Only 16 % of American high school seniors are proficient in math and interested in science, technology, engineering, and mathematics (STEM) careers, according to data from the U.S. Department of Education.
Even when students pursue a college degree in a STEM-related field, only about half end up working in a related career.
Despite a lack of interest, STEM occupations are growing rapidly. And the number of STEM professionals the U.S. is producing to fill those positions is lagging far behind. America will be be short 1 million STEM professionals in the next decade, according to Forbes.
Just a quarter of the over 5 million tech jobs last year were held by women, but the percentage of women of color – particularly black and Hispanic workers – in the industry stands at single digits.
Research shows girls can excel in STEM subjects when they feel confident in their math and science skills. And African American girls actually begin showing an inclination toward these fields even earlier than their peers. According to Tulshyan:
The opportunity cost is huge – black girls reported being more interested in STEM subjects and careers than their white counterparts. More than double the number of African American girls surveyed by CompTIA said computer science was their favorite school subject (42% vs. 20% white respondents.) Half of the black respondents said math was their favorite school subject, compared with 34% of white girls. More importantly, 23% of black girls had considered a career in IT, compared with 19% of white girls. And of those who had considered it, 67% of African American girls vs. 40% of Caucasian girls responded that they were attracted to this career path because they understood how to use different technology.
In order to change the current trend, STEM employers need to do more to actively recruit women of color. That's according to a new study by nonprofit organization, CompTIA. Todd Thibodeaux is president of the nonprofit. He told Forbes:
Employers need to look beyond traditional job boards and want ads to find a broader pool. Then, there’s retention; a sustained commitment to ensure employees of color receive support and training in the first six months of a hire. Ticking off a diversity box only to have women of color leave soon after – and share negative experiences – would be counterproductive.

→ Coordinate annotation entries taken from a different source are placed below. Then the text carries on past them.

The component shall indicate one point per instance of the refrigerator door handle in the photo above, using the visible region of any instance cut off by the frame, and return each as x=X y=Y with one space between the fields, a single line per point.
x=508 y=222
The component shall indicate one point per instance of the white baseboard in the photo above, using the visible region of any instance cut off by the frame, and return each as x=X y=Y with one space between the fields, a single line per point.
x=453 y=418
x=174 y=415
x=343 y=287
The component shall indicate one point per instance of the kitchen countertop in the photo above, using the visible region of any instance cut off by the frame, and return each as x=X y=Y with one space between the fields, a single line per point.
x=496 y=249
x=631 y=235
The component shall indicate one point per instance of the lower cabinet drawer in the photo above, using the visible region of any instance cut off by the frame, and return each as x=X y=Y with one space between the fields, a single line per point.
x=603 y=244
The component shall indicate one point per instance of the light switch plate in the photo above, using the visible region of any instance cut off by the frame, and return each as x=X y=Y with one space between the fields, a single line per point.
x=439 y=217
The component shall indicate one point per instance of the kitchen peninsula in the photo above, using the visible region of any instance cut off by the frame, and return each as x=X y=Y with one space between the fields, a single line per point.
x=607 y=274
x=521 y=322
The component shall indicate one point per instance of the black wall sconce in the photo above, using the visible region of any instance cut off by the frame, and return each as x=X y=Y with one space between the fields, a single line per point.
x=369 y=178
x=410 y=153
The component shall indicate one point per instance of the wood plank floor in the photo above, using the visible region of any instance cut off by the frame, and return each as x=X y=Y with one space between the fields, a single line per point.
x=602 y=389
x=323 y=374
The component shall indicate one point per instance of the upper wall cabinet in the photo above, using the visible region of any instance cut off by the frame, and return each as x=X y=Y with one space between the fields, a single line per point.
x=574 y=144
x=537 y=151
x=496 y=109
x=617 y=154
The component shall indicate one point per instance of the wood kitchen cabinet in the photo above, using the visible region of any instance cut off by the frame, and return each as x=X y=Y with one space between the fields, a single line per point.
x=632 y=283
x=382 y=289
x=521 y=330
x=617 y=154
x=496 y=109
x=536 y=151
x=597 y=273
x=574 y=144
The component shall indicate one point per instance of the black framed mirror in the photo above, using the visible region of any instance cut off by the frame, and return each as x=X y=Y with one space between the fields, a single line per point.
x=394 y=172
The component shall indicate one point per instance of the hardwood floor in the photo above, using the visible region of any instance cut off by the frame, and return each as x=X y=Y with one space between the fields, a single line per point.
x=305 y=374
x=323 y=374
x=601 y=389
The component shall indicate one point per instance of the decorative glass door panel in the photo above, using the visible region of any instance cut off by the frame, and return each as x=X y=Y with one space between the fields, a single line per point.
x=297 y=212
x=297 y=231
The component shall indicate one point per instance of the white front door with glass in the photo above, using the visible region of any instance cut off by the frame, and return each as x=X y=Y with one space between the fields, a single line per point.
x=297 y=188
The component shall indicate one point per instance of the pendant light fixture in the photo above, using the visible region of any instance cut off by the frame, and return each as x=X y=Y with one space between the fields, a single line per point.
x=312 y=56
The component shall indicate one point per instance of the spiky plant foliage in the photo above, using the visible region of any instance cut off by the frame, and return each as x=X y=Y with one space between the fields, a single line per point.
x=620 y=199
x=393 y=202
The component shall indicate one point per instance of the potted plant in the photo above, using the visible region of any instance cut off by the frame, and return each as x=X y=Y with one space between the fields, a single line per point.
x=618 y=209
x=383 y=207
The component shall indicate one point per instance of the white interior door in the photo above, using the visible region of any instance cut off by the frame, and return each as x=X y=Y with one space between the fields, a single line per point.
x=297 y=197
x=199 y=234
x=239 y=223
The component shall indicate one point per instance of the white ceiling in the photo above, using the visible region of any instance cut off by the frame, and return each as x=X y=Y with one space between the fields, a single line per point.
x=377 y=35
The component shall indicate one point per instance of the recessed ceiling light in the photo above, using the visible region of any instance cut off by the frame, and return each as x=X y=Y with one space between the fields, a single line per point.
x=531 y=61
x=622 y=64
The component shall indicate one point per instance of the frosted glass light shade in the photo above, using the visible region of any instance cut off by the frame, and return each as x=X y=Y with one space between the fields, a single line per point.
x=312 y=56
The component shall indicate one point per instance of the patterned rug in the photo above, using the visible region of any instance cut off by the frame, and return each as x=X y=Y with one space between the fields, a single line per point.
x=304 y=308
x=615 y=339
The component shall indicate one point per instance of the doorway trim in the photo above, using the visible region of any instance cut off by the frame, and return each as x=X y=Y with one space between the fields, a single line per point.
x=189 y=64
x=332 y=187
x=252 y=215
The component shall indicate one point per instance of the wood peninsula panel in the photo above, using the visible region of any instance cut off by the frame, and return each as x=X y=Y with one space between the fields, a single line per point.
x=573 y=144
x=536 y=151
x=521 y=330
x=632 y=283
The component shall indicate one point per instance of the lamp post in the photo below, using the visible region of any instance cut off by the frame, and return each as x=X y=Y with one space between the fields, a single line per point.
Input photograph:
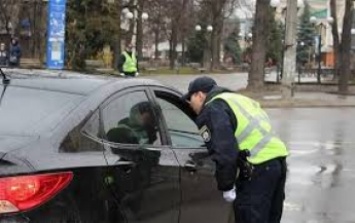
x=246 y=40
x=207 y=49
x=137 y=28
x=321 y=26
x=288 y=69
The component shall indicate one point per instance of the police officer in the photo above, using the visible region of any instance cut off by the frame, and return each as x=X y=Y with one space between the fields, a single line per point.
x=128 y=64
x=249 y=157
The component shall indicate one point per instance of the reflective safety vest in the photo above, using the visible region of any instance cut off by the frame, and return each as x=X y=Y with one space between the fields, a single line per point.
x=254 y=131
x=130 y=64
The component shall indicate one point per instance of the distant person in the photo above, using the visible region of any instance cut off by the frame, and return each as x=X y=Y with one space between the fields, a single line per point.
x=15 y=53
x=3 y=55
x=128 y=64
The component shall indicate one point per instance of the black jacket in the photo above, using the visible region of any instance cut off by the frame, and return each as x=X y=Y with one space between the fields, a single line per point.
x=218 y=119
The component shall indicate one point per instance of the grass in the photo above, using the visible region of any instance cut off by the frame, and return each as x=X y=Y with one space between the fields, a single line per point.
x=183 y=71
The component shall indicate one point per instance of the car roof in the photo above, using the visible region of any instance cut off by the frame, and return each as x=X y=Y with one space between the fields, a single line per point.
x=64 y=94
x=69 y=82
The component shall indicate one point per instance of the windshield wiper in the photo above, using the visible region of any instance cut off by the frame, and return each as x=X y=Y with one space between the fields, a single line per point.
x=5 y=80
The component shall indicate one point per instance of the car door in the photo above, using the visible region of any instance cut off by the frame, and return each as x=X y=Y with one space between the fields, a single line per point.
x=201 y=201
x=145 y=171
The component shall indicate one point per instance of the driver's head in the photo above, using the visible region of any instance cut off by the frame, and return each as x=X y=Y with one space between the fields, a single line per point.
x=142 y=114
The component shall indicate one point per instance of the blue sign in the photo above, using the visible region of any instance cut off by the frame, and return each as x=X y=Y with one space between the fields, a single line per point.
x=56 y=34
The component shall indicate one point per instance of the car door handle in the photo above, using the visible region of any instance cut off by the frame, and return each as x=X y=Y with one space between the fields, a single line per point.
x=191 y=167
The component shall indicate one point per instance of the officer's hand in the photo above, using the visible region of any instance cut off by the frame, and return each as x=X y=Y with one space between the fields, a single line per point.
x=230 y=195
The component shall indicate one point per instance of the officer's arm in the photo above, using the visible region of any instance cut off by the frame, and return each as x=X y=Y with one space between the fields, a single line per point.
x=121 y=61
x=222 y=144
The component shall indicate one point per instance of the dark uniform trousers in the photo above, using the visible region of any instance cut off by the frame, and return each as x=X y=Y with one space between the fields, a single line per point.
x=260 y=198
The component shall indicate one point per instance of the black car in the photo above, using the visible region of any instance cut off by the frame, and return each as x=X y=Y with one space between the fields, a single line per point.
x=102 y=150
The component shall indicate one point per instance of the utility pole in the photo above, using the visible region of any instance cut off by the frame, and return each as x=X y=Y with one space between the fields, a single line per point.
x=289 y=62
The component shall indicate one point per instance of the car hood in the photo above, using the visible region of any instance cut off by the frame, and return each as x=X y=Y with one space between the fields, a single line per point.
x=10 y=143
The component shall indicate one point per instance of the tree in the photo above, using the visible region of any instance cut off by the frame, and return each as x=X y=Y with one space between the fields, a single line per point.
x=261 y=29
x=232 y=47
x=91 y=25
x=274 y=46
x=195 y=47
x=342 y=46
x=305 y=36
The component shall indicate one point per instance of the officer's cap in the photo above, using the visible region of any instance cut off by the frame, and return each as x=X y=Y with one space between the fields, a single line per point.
x=204 y=84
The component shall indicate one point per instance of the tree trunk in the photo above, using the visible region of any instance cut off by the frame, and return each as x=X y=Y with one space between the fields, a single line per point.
x=260 y=31
x=139 y=39
x=345 y=48
x=335 y=34
x=173 y=43
x=156 y=43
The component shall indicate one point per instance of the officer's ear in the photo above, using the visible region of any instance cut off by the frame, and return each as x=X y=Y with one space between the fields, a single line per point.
x=202 y=95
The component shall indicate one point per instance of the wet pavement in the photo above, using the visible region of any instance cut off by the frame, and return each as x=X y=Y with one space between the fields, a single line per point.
x=320 y=185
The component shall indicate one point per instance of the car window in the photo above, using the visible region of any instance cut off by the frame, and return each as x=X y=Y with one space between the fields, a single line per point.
x=84 y=137
x=182 y=129
x=130 y=119
x=24 y=111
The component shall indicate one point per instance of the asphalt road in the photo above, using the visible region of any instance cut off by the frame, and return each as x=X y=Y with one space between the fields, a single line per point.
x=320 y=185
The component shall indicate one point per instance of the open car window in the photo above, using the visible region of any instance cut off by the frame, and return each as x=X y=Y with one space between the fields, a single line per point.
x=131 y=119
x=182 y=129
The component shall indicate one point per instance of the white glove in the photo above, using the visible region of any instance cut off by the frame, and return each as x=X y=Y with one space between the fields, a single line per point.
x=230 y=195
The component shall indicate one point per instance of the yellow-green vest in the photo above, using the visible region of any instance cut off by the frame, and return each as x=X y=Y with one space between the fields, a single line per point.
x=254 y=131
x=130 y=64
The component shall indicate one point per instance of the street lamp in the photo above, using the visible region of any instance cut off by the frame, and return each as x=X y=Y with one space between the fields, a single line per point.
x=322 y=25
x=209 y=29
x=277 y=3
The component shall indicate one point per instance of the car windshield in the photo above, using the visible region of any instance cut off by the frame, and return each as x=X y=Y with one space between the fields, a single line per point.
x=26 y=110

There also have to be changes to workplace culture. In addition to poor recruiting practices, black women have reported facing barriers to advancement in STEM careers, like discrimination and exclusion. Marietta Davis is a sales executive with an extensive technology industry career. She wrote for The Huffington Post:
The presence of women in STEM presents unique internal challenges. Women in these fields are faced with the issues of salary disparity, under representation, gender stereotyping, a sense that their ideas are not taken seriously, being overlooked for promotions, inadequate mentors and exclusion from informal networks. Women of color face additional challenges because of their race, gender, and cultural differences as well as questioning of technical capability and competence. Acceptance into organizational networks is important to long-term advancement. Being part of a network increases information and knowledge, resulting in an increase in the chances of advancement in the STEM disciplines. African American women are often excluded from networks and isolated in the work environment.
Diversity in the STEM workforce has remained almost unchanged over the past 15 years. And that has economic consequences given the higher than average salary that STEM careers provide. Getting more women and minorities in STEM fields could have a strong effect on persistent race and gender wage gaps.
Diversity of thought, perspective, and experience is essential for excellence in research and innovation in science and engineering.
And that excellence is something that ultimately benefits all of us.